I don’t disagree with any of that Bill just IMO it is nigh on impossible to have such a movement occur with our current political leadership locally and around the world, and the likes of labour and the greens under Norman won’t be any better just like Mickysavage above hot air and no action.
often licked, never sweeten Bill. (could have done with a bigger Green lolli Pop.)

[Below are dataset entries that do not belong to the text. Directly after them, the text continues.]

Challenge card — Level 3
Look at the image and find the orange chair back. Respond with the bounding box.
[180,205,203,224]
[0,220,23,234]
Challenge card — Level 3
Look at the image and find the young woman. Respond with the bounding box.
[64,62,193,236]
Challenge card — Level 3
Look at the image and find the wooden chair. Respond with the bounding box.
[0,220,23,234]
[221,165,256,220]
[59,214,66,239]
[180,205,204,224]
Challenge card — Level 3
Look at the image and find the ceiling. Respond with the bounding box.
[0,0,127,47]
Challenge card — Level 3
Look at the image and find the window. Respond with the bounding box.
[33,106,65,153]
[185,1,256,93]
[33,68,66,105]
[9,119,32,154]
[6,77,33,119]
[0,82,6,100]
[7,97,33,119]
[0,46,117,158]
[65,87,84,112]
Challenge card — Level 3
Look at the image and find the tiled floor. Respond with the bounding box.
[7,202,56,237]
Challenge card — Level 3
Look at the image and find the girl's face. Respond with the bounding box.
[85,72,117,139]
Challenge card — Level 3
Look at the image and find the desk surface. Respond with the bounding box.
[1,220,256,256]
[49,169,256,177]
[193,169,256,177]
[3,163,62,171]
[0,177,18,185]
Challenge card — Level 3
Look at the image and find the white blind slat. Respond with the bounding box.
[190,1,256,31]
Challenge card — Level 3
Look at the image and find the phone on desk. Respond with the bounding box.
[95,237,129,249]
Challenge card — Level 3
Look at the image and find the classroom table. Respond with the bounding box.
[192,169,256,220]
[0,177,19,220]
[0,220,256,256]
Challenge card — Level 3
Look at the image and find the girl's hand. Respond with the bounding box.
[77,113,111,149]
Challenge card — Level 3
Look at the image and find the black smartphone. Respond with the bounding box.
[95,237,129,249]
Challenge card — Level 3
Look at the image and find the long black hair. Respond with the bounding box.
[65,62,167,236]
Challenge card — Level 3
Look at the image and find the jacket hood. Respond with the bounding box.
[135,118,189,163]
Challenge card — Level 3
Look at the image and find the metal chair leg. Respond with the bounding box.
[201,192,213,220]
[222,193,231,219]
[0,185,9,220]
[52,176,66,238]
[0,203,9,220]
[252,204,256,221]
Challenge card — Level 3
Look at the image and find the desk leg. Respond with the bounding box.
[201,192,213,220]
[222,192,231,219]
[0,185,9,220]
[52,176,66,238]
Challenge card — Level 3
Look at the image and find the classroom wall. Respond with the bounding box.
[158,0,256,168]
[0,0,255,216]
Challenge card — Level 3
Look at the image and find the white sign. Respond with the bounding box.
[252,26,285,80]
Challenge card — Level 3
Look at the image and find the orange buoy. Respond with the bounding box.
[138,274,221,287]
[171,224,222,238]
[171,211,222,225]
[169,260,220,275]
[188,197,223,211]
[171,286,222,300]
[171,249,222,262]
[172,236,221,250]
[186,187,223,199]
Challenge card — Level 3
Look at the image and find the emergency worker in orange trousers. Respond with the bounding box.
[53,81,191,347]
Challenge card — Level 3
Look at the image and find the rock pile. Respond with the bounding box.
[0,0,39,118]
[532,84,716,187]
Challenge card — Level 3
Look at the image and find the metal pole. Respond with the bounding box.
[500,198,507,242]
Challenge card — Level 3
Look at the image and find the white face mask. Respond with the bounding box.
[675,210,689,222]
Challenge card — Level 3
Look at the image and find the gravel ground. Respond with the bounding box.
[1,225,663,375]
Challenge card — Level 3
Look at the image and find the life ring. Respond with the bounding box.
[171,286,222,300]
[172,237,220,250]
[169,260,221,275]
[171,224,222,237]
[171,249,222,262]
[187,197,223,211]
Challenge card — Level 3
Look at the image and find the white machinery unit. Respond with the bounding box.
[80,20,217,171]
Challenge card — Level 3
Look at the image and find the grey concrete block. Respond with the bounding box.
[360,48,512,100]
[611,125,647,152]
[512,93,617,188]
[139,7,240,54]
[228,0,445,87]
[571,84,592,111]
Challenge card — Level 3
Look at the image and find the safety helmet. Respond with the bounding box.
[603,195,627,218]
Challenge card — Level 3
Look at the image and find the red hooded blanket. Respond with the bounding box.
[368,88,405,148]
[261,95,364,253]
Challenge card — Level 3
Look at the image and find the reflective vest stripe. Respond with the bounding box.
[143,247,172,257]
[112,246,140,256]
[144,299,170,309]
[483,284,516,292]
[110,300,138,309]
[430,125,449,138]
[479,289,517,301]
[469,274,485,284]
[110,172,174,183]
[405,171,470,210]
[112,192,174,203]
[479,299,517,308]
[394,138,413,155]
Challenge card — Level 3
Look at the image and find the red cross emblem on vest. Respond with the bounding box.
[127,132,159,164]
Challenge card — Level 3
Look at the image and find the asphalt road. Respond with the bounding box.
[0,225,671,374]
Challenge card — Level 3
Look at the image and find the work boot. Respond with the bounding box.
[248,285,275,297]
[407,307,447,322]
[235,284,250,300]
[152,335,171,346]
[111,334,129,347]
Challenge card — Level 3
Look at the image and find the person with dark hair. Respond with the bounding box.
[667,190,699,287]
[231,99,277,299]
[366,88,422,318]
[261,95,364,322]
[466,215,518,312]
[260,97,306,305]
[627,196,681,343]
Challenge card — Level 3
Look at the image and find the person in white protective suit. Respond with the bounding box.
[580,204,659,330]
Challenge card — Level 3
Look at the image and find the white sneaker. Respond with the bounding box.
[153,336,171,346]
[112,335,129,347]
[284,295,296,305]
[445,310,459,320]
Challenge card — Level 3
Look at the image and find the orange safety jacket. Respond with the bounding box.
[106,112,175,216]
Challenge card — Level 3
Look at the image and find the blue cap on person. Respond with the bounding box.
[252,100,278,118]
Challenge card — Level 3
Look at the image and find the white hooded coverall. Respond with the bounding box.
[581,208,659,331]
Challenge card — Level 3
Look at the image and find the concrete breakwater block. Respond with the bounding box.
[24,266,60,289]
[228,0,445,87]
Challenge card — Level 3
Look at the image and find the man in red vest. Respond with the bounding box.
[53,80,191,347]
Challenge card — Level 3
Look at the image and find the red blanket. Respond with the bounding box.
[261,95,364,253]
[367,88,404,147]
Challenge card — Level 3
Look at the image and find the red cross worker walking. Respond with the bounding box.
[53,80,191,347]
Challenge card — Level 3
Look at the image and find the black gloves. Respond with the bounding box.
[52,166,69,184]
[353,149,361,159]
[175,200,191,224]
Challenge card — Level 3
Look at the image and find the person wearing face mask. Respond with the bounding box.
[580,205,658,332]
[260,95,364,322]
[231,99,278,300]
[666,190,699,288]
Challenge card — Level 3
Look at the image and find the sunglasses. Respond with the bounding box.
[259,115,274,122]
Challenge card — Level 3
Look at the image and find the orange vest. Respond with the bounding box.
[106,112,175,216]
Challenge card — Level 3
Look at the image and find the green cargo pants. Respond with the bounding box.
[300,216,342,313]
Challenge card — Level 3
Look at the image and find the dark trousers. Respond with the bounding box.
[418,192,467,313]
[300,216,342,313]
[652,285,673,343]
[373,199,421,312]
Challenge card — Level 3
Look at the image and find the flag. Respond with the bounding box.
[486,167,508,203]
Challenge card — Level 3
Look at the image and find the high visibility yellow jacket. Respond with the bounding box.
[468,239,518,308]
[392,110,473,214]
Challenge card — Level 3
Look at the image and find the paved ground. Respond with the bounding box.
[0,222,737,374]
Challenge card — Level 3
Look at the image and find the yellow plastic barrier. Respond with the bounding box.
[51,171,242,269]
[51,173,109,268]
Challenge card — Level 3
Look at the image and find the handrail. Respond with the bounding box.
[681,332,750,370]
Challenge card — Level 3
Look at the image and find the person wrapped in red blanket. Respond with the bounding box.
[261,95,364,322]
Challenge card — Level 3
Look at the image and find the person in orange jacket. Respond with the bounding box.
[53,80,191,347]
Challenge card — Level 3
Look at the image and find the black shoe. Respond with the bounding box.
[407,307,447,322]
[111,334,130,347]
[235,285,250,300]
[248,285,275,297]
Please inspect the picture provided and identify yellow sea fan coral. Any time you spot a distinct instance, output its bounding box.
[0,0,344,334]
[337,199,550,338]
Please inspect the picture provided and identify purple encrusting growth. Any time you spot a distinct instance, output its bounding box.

Pah, who cares about some birds and plants and shit anyway, right? How many people directly understand what biodiversity is, and why their lives are dependent on it? Although I would have thought all the attention that bee Colony Collapse Disorder garnered would have woken more people up.
… human Colony Collapse Disorder 8-]
In David Bowie’s song Five Years from the album Ziggy Stardust nearly everyone is upset that the world only has five years left. Who would have thought that when it really happened the vast majority of people wouldn’t really care.
Five years left? That’s enough time to become a millionaire, what’s there to complain about?
We have to get off capitalist economic activity, get off fossil fuels, and get off population increases.
Whatever the PPM measurement is, it’s only a symptom of a civilisation addicted to economic and population growth.
The turnip and I have decided not to have any little turnips.
Fair enough. Why proceed if you know the poor things’d just be vegetables for the rest of their life.
Potholer54 (Peter Hadfield): The evidence for climate change WITHOUT computer models or the IPCC.
There is Balm in Gilead; Huginn. 😀
“So, as of right now, we are on track for a 4 degrees C rise in temperature by about 2050.”
And of course your source has a track record of accurate predictions to back this one up?